Highlights of the discussion
While owner-only 401(k) plans are not subject to Title I of ERISA, they remain subject to Title II of ERISA, which coordinates the IRS prohibited transaction rules under Internal Revenue Code Section (IRC §) 4975. Therefore, if your client (as a “disqualified person” under IRC §4975(e)(2)(E)) was involved in a PT under IRC §4975(c) with no exemption, they may still be liable for penalties under the tax code. PTs are reported to the IRS using IRS Form 5330.
ERISA (the Employee Retirement Income Security Act of 1974) applies to employee benefit plans, including retirement plans, to protect participant and beneficiary rights, and consists of four “titles:”
Title I: Protection of Employee Benefit Rights
Title II: Amendments to the IRC and requirements for federal income tax deferrals and deductions
Title III: Jurisdiction and Administration
Title IV: Plan Termination Insurance (i.e., PBGC)
Solo 401(k) plans are not subject to Title I of ERISA if there are no common-law employees. If a 401(k) plan only covers a business owner (i.e., sole proprietor, partners, and their spouses), it is exempt from ERISA Title I under the “owner-only” exemption. “A so-called “Keogh” or “H.R. 10” plan under which only partners or only a sole proprietor are participants covered under the plan will not be covered under title I,” [DOL Advisory Opinion 99-04A and DOL Reg. § 2510.3-3(b)].
But owner-only plans may be covered by other titles of ERISA, as the following chart summarizes.
ERISA Titles | Applies to One-Participant Plans? | Explanation | Source |
Title I – Protection of Employee Rights | N/A | One-participant plans are exempt from Title I because they cover only the business owner (and spouse), not "employees" as defined under ERISA. | 29 CFR § 2510.3-3(b), DOL Advisory Opinion 99-04A |
Title II – Amendments to the Internal Revenue Code | Yes | This includes tax qualification rules (e.g., nondiscrimination, contribution limits, prohibited transactions). Applies because ERISA incorporates provisions of the Internal Revenue Code. | DOL Advisory Opinion 99-04A, IRC §401, IRC§ 4975 |
Title III – Coordination and Enforcement | Limited | Title III governs interagency coordination (e.g., DOL and IRS). Generally, not directly relevant to plan sponsors but still legally in place. | ERISA Title III Summary |
Title IV – PBGC Plan Termination Insurance | N/A | Applies only to defined benefit plans, and only if they cover common-law employees.
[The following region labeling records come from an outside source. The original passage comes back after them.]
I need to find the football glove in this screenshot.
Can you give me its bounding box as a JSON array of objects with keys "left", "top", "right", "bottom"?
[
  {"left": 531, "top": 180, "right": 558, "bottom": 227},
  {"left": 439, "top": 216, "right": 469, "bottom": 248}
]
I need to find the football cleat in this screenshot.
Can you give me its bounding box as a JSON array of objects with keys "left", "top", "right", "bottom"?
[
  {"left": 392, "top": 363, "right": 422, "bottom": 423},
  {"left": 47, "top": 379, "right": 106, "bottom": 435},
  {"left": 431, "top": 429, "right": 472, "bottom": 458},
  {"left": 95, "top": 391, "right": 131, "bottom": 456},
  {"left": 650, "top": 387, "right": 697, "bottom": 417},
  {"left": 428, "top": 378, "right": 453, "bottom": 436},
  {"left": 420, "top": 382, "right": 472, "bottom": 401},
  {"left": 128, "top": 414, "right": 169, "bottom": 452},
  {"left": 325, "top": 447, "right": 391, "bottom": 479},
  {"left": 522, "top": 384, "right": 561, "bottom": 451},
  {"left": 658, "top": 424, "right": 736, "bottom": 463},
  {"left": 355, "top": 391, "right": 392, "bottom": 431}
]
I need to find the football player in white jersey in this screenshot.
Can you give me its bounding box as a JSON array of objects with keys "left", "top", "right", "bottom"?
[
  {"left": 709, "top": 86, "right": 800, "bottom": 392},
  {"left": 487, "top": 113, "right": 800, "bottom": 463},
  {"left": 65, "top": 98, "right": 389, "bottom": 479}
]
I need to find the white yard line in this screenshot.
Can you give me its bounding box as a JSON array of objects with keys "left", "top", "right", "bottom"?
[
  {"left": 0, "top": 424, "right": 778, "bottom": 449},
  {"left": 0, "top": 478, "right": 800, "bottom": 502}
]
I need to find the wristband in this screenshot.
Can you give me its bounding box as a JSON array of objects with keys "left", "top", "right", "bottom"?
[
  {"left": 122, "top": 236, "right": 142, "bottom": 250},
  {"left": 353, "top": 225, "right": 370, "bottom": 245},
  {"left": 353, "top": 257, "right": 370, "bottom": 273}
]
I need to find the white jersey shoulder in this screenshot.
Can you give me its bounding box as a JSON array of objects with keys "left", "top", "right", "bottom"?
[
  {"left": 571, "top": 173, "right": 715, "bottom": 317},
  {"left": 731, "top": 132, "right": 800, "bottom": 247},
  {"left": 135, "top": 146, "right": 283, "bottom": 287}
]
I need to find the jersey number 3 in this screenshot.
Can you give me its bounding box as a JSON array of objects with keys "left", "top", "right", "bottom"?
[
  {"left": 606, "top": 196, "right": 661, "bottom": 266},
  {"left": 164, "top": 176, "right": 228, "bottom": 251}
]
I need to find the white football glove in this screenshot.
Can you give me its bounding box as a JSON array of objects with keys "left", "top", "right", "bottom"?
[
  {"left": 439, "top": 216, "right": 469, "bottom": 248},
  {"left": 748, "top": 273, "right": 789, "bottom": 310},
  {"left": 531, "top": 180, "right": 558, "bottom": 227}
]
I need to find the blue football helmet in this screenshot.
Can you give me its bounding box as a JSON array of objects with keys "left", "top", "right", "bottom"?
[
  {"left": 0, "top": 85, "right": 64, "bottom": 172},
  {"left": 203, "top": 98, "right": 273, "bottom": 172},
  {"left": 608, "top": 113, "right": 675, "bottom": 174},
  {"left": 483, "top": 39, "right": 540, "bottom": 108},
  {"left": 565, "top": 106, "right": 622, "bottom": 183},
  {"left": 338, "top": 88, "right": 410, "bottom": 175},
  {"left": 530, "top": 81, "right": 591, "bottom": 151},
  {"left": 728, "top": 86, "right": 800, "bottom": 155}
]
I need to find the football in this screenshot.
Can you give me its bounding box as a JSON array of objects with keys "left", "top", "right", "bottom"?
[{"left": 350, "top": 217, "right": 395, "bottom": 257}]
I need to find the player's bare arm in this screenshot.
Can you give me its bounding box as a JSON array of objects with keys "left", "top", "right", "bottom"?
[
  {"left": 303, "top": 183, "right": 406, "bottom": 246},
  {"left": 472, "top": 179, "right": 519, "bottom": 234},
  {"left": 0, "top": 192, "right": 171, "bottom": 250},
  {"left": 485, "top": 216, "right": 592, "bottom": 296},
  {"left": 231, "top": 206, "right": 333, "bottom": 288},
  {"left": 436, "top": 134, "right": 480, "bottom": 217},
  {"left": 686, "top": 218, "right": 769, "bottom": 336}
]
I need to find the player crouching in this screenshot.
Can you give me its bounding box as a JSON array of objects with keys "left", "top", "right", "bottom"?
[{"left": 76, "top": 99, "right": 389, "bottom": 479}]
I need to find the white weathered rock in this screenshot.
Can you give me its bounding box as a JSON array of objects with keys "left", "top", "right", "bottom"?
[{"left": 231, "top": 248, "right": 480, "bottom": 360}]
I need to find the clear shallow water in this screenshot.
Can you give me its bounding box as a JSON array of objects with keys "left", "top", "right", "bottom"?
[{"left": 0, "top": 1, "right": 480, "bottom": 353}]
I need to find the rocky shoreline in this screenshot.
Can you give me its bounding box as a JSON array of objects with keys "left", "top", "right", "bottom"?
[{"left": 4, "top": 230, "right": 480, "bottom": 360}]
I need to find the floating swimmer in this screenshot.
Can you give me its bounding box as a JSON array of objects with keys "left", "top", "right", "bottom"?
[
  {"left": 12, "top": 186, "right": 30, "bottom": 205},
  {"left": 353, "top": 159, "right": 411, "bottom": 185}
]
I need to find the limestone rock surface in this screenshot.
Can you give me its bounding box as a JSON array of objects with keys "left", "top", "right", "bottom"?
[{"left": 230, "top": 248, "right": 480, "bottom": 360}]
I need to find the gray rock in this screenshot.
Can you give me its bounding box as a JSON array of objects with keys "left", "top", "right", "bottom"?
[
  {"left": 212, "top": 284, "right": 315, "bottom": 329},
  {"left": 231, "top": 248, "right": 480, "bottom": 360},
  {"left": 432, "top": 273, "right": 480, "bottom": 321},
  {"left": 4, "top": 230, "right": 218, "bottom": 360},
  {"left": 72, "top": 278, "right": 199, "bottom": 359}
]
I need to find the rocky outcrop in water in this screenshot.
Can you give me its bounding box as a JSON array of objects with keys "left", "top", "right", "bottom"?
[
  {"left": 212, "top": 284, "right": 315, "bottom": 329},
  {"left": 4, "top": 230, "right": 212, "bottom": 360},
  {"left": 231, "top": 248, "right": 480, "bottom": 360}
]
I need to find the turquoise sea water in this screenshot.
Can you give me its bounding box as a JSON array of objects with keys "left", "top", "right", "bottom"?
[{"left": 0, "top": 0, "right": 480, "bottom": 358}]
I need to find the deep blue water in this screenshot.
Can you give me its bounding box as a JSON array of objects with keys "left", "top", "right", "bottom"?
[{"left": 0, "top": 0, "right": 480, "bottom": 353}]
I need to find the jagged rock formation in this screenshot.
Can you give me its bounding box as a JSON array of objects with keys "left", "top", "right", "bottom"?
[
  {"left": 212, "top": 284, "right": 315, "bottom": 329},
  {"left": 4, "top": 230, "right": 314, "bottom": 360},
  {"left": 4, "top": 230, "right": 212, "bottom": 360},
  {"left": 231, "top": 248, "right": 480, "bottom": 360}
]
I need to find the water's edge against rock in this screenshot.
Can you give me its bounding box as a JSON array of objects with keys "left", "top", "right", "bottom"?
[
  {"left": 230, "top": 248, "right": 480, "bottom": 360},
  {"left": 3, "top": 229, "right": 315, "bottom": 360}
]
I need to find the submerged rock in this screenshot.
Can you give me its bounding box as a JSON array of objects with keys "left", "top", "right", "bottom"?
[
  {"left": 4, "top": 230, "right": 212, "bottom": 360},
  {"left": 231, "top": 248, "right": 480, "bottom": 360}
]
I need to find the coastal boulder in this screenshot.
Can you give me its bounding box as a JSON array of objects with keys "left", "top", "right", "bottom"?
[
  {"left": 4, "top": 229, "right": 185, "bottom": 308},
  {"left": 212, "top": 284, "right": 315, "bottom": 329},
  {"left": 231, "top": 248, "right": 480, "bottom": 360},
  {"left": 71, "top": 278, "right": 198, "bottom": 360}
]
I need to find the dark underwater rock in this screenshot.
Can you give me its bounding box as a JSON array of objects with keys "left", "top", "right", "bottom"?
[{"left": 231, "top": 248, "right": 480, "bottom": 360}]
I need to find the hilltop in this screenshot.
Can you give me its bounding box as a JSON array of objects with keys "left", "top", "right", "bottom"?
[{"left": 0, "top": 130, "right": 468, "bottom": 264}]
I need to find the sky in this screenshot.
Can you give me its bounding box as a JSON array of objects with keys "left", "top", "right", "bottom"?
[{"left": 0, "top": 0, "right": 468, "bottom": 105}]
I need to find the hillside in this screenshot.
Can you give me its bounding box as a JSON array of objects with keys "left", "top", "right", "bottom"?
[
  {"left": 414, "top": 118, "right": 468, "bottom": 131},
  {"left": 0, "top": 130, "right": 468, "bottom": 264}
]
Solo 401(k)s are defined-contribution plans and not covered. | PBGC Coverage Rules, ERISA § 4021 |
Consequently, even though a solo 401(k) is exempt from Title I of ERISA, it is still subject to Title II of ERISA, which contains the standards retirement plans must meet to qualify for favorable tax treatment under the IRC. Title II of ERISA added IRC §4975 to the IRC.
Noncompliance with the tax qualification requirements of ERISA, which include PTs (ERISA Title II, Subtitle A, Part 5, Section 2003), may result in disqualification of a plan and/or other penalties. A prohibited transaction is any improper use of the retirement plan by a disqualified person under IRC §4975(c)(1). Examples of PTs include these:
Using plan assets for personal benefit,
Borrowing from the plan outside of permitted loan rules, and/or
Selling property to or buying property from the plan.
Conclusion
Even though a solo 401(k) is exempt from Title I of ERISA, it is still subject to Title II of ERISA, which contains the standards retirement plans must meet to qualify for favorable tax treatment, including the rules for PTs.